Having a loading dock in close proximity to your Data Center reduces the chance of equipment damage, so it is very helpful if a property you are evaluating has one. Equipment can be rolled a short distance across level ground, either directly into the server environment or an associated storage room, rather than having to be offloaded from an elevated truck bed and shuttled a longer distance.
As stated earlier in the chapter, a freight elevator is mandatory if your Data Center is located anywhere but on the ground floor. As with the doorways and corridors, the freight elevator must be at least 8 feet (2.4 meters) high and at least 4 feet (1.2 meters) wide so as to accommodate everything from tall server cabinets to wide pallets of equipment. The freight elevator must also have enough weight-bearing capability to carry a fully loaded server cabinet. Today's heavier systems can exceed 1500 pounds per server cabinet location, and it is reasonable to assume that that number will increase.
If your company site doesn't have a suitable freight elevator, you might be forced to take drastic measures to bring large equipment in and out. Figure 2-2 shows workers raising a backup tape library six stories above the ground with ropes and pulleys, for its installation into a Data Center in Bangalore, India.
Figure 2-2 Moving Equipment Without a Freight Elevator
The lack of a freight elevator in this building means that large equipment bound for the Data Center must be raised by hand.
Happily, the tape library was undamaged during transit. Ignoring for a moment the hazard that transporting a piece of equipment poses for the device itself, it is certainly potentially dangerous to those who participate. Look closely at Figure 2-2 and you can see that one of the workers is straddling the external stairwell railing as he helps pull on the rope to lift the equipment crate. When the time comes for the device to be removed from the Data Center, it will have to be lowered from the sixth floor in this same manner.

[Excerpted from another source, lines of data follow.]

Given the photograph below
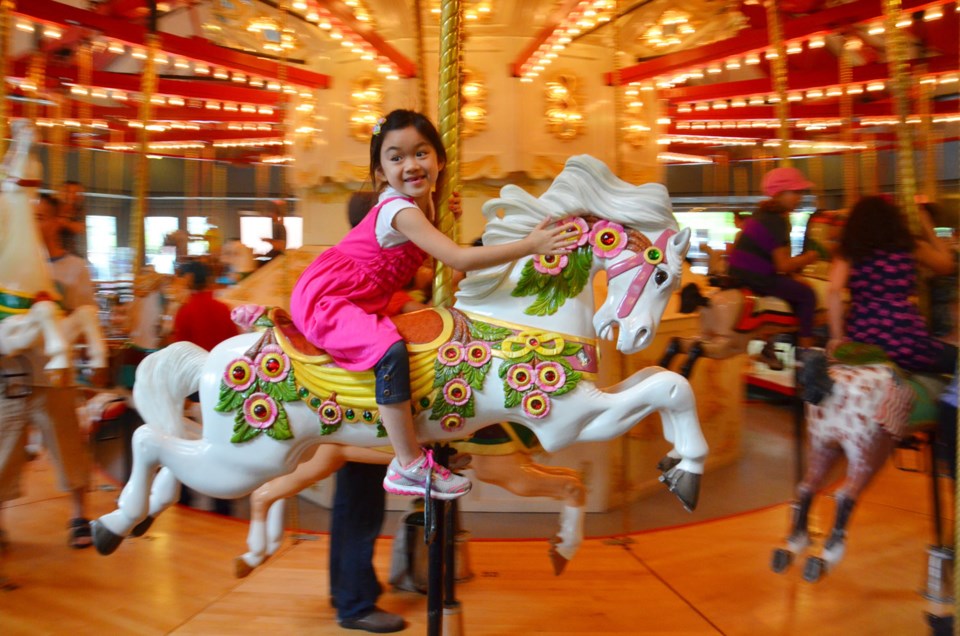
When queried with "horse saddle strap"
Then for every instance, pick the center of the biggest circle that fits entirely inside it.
(421, 330)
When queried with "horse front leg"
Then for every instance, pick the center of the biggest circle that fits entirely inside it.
(519, 474)
(669, 394)
(133, 505)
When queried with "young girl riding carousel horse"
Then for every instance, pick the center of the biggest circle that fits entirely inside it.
(335, 302)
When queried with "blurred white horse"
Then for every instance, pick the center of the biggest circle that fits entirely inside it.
(29, 314)
(498, 356)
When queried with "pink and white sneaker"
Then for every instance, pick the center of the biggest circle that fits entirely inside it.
(412, 480)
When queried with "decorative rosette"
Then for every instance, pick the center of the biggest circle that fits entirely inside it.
(457, 392)
(451, 354)
(550, 264)
(451, 422)
(550, 376)
(260, 411)
(520, 377)
(608, 239)
(536, 404)
(272, 364)
(330, 412)
(239, 374)
(477, 353)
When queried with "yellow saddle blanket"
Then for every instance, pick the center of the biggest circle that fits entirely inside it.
(318, 376)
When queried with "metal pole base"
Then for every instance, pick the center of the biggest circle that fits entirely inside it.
(939, 575)
(452, 619)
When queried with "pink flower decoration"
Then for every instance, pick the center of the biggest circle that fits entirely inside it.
(245, 315)
(550, 376)
(239, 374)
(520, 377)
(536, 404)
(478, 353)
(451, 422)
(608, 239)
(582, 226)
(451, 354)
(260, 410)
(551, 264)
(457, 392)
(272, 364)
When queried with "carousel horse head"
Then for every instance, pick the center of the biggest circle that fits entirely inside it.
(626, 230)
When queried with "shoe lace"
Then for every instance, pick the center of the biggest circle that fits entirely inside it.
(442, 471)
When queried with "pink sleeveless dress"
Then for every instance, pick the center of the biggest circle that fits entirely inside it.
(337, 299)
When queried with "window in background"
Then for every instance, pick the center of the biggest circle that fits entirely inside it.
(102, 247)
(156, 229)
(197, 227)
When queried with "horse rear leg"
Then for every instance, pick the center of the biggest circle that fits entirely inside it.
(525, 478)
(860, 472)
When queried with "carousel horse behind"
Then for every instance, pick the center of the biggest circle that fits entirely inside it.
(862, 411)
(29, 315)
(519, 345)
(510, 468)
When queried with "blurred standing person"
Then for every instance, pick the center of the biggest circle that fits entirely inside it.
(73, 219)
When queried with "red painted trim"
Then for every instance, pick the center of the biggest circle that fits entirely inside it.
(199, 49)
(749, 40)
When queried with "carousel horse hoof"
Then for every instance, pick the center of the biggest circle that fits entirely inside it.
(683, 484)
(141, 528)
(814, 569)
(104, 540)
(782, 559)
(241, 569)
(667, 463)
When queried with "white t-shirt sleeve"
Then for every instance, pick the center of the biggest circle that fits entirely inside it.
(387, 235)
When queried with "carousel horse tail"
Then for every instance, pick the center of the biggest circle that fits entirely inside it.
(164, 379)
(813, 380)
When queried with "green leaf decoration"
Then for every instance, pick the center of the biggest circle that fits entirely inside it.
(229, 400)
(281, 428)
(573, 379)
(445, 373)
(553, 291)
(242, 431)
(487, 332)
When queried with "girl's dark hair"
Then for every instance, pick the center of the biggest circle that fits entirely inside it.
(875, 223)
(398, 120)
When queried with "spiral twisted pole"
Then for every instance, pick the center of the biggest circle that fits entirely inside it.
(451, 40)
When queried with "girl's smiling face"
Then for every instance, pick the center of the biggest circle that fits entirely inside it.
(409, 164)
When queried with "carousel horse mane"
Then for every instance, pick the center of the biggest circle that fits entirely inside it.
(585, 186)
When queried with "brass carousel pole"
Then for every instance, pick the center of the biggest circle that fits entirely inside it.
(141, 173)
(451, 36)
(6, 6)
(779, 67)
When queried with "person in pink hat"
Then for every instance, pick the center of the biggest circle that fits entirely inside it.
(761, 258)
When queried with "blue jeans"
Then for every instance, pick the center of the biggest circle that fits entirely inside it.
(357, 517)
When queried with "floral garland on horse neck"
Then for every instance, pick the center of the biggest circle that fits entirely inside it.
(537, 367)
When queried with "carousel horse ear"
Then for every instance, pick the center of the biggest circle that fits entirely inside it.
(681, 240)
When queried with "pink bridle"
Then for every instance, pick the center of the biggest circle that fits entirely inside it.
(647, 262)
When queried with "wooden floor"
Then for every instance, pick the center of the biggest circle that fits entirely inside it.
(707, 578)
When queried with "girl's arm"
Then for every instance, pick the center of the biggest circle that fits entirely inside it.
(839, 274)
(931, 251)
(786, 264)
(544, 239)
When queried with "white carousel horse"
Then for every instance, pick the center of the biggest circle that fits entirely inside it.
(28, 314)
(512, 469)
(267, 398)
(859, 412)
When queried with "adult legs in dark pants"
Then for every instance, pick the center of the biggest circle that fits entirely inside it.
(357, 517)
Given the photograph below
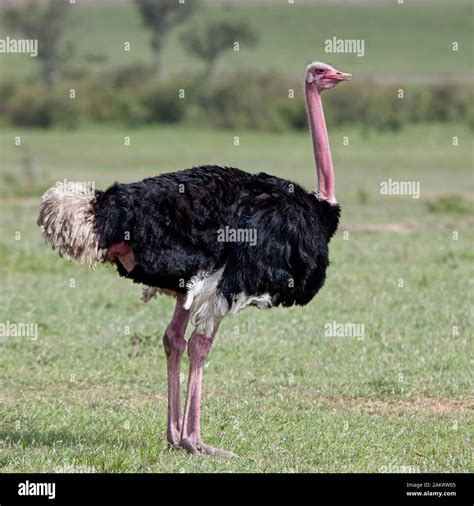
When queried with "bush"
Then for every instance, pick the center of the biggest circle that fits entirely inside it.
(242, 100)
(37, 106)
(161, 103)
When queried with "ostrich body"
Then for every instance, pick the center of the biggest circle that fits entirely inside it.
(166, 233)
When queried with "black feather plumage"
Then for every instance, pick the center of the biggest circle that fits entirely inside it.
(172, 221)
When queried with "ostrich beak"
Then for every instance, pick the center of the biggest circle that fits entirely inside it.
(340, 76)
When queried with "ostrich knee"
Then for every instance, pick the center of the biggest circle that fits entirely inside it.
(174, 345)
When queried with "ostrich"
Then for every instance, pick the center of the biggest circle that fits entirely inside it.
(166, 232)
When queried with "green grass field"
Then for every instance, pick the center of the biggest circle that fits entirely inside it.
(405, 42)
(90, 393)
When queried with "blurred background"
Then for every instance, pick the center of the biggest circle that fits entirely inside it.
(121, 90)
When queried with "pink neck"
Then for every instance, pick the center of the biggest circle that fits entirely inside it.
(322, 152)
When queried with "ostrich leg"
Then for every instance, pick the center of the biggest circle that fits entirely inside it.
(175, 344)
(198, 348)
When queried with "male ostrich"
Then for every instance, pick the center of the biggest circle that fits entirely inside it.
(164, 232)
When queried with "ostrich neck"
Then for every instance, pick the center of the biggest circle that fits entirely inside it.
(322, 152)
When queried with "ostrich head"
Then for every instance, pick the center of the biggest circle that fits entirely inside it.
(323, 76)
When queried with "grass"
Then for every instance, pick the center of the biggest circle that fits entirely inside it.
(89, 393)
(405, 41)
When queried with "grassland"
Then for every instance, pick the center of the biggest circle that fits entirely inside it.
(407, 42)
(89, 393)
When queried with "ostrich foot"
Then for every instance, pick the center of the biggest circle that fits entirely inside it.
(197, 447)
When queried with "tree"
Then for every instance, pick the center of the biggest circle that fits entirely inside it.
(45, 23)
(216, 37)
(160, 16)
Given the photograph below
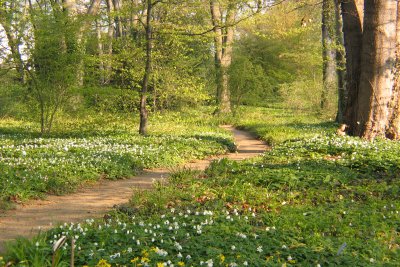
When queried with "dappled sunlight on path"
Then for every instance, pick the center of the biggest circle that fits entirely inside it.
(27, 220)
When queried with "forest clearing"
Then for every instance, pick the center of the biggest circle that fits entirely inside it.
(199, 133)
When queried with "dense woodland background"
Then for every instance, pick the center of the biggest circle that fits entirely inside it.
(64, 58)
(102, 89)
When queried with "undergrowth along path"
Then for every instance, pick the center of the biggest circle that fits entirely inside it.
(27, 220)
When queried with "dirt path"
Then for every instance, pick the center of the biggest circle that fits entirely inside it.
(27, 220)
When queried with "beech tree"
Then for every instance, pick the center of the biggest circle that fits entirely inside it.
(370, 43)
(329, 44)
(224, 17)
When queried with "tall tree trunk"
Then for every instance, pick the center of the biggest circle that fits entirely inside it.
(100, 52)
(223, 44)
(110, 37)
(218, 40)
(352, 32)
(118, 21)
(330, 80)
(147, 72)
(379, 53)
(13, 43)
(92, 11)
(340, 64)
(227, 49)
(7, 21)
(393, 128)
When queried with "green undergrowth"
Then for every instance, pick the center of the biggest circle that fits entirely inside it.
(315, 199)
(278, 124)
(83, 150)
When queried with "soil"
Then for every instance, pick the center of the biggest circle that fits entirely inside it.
(28, 219)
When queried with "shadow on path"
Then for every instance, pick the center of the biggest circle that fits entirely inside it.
(28, 220)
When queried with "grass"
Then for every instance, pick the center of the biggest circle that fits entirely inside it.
(83, 150)
(315, 199)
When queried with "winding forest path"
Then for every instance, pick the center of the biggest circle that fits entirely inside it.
(27, 220)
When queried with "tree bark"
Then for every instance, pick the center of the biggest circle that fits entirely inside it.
(119, 32)
(100, 52)
(110, 37)
(147, 72)
(6, 20)
(218, 40)
(330, 79)
(340, 64)
(223, 42)
(92, 11)
(352, 33)
(393, 128)
(376, 83)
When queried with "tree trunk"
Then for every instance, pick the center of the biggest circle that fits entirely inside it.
(330, 80)
(376, 83)
(100, 52)
(352, 32)
(110, 37)
(393, 128)
(6, 20)
(147, 72)
(119, 32)
(340, 64)
(92, 11)
(218, 40)
(223, 45)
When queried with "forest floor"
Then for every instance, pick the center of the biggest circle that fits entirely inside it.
(37, 215)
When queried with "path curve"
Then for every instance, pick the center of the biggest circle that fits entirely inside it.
(27, 220)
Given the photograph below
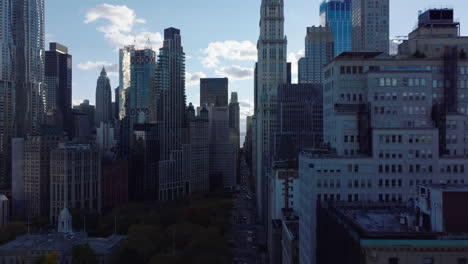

A key reason to have someone with Data Center design and operation experience help evaluate a building is to identify inobvious trouble spots. Determining whether a structure has adequate infrastructure or tangible facilities such as a loading dock or freight elevator is a straightforward exercise; however, some buildings might have problem areas—from a Data Center perspective—that are not as easily noticed.
Carefully examine all aspects of the building, large and small, to ensure that nothing can interfere with the operation of a server environment. Consider issues such as the following:
- Where are immovable building elements such as structural columns and stairwells?— These might restrict how much floor space is usable for a Data Center.
- Does the building have a kitchen or cafeteria?— This is a potential fire hazard, and if a site has multiple structures, kitchens or cafeterias should be located in a different building from the Data Center.
- Where are the building's water pipes?— Plumbing can leak and therefore shouldn't be routed above the server environment.
Distribution of Key Systems
As you examine the site's existing infrastructure, look closely at how the systems are configured. You ideally want important systems, such as power feeds and data cabling, to be spread out, each entering the building at more than one location. Such physical separation helps protect infrastructure systems—two cable runs following different paths are less likely to both be damaged by a single event than if they each follow the same path, for example. Standby power systems such as generators or backup batteries make the site more robust, and are even more beneficial if they are dispersed on a property rather than clustered together.